Unfortunately, Keller apparently didn’t employ similar logic in another situation.

As a state senator Keller repeatedly criticized the Martinez Administration’s awarding of a 25-year lease to The Downs at Albuquerque to operate a casino and racetrack at the state fair grounds. He accused Republican Gov. Susana Martinez of pay-to-play.

The state fair grounds are located in the Senate district Keller represented. His constituents had a direct interest in The Downs deal.
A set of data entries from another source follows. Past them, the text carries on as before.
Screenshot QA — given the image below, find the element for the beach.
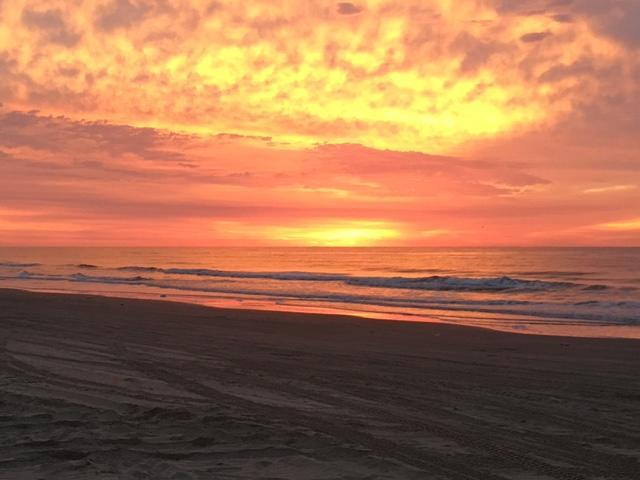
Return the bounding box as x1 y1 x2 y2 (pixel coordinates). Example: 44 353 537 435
0 289 640 480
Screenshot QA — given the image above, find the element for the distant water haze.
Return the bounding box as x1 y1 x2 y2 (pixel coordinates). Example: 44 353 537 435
0 248 640 337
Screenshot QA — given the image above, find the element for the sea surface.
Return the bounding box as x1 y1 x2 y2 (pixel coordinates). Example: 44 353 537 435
0 247 640 338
So did Laguna Pueblo. Even as he pushed for an attorney general investigation into The Downs deal, Keller didn’t mention Blue Stone’s apparent tie to the losing bidder – Laguna Development, the same company that fought the proposed Navajo compact.

It was in the context of The Downs deal that Keller claimed Laguna Pueblo wasn’t a client.

I understand the difficulty of balancing a job that requires client confidentiality and a legislative position that demands disclosure. Many policymakers – Democrat and Republican – fail to reveal conflicts. I’m not accusing Keller or Laguna Pueblo of corruption.

I’m singling out Keller because, as auditor, he’s responsible for policing the ethics of other government officials. His past failure illustrates a cancer in our system – a pervasiveness and acceptance of conflicts.

We need to demand that our lawmakers avoid or at least disclose conflicts. We also need to design a better system that discourages conflicts.

When they’re doing legislative work, we deserve to know our lawmakers are acting in the interest of their constituents, not their employers. Our current system gives us no such assurances.